Sounds interesting (0.00 / 0)
Look foreward to hearing more about the restaurant and it's progress. Also, that funding mechanism, the Friends and Family Outreach thing, kind of along the same lines as a farm CSA. That's probably a poor analogy, but the only one I can think of off the top of my head. That sounds like a really innovative funding mechanism. I'm really interested in how that plays out.

Regarding locavores as elitists - explain to me how supporting local business is elitist....

it is a little CSA-ish (0.00 / 0)
subscribing provides capital that removes risk from the business and prevents the need to borrow so they can focus on delivering great local food & service.

[ Parent ]
I liked the preview too (0.00 / 0)
I went to the preview also (and received free food and drink) and enjoyed most of what I ate. The quinoa was amazing (cooked in a rich vegan broth and served with mushrooms, sea vegetable and various herbs), the pizza good, and other offerings delicious.

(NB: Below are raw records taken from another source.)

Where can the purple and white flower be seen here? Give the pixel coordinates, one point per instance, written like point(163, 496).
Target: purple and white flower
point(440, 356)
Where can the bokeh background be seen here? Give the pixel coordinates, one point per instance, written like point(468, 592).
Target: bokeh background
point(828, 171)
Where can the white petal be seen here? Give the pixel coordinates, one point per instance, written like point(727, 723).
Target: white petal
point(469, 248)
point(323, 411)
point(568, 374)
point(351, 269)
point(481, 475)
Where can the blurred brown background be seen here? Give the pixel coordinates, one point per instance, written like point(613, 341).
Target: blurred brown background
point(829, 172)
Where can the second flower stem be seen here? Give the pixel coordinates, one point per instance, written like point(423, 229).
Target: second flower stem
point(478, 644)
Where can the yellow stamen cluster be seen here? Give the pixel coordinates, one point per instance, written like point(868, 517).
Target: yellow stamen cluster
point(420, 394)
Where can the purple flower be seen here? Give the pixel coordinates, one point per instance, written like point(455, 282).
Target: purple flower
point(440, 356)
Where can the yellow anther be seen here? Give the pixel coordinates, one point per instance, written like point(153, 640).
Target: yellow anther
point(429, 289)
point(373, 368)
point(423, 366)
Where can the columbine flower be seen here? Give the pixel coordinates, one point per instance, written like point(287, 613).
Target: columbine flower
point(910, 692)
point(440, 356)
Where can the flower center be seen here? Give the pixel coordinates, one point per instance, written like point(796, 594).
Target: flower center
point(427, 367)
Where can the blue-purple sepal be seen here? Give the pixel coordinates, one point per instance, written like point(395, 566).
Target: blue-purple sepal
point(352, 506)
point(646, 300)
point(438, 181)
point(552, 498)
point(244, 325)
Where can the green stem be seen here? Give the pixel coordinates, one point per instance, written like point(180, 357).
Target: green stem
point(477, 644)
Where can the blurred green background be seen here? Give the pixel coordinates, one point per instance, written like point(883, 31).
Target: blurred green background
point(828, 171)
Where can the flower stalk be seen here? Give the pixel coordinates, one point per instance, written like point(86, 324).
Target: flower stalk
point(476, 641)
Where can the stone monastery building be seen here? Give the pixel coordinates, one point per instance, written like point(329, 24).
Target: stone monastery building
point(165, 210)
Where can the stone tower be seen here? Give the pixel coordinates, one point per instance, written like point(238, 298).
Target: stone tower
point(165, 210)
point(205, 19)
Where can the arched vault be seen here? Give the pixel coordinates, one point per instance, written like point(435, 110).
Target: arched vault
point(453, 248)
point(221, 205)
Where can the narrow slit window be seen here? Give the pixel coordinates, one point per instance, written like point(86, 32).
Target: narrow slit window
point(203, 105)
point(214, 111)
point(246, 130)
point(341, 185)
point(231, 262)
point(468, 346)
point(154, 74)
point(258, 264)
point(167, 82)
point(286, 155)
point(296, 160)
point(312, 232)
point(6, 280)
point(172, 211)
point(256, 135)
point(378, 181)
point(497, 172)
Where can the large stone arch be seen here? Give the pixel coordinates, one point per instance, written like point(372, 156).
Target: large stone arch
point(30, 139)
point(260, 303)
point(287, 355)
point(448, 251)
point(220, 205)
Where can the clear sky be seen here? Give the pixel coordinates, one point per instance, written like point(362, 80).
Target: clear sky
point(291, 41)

I made my first real visit a few days ago, ordering the quinoa again, along with a soup and a dessert. They are offering a nightly "vegan charcuterie plate" as a counterpart to the meat-heavy charcuterie plate (they do some of the curing on-site). Had I been with a large group, I would have snagged the vegan plate, as it looked very interesting: five small savory preparations (I can't recall any of them right now, unfortunately). I like the space quite a bit, it's very warm (for the eyes) and not too loud.

As for the pre-sale thing: I haven't seen anything like that before, but it makes a lot of sense. Like a CSA, it provides a burst of capital and ties people to the restaurant (people who might tell their friends or bring them along). They were offering a 10% premium to pre-sale subscribers which was far higher than what a certificate of deposit is paying these days (< 1% usually), so it could almost be called a great investment.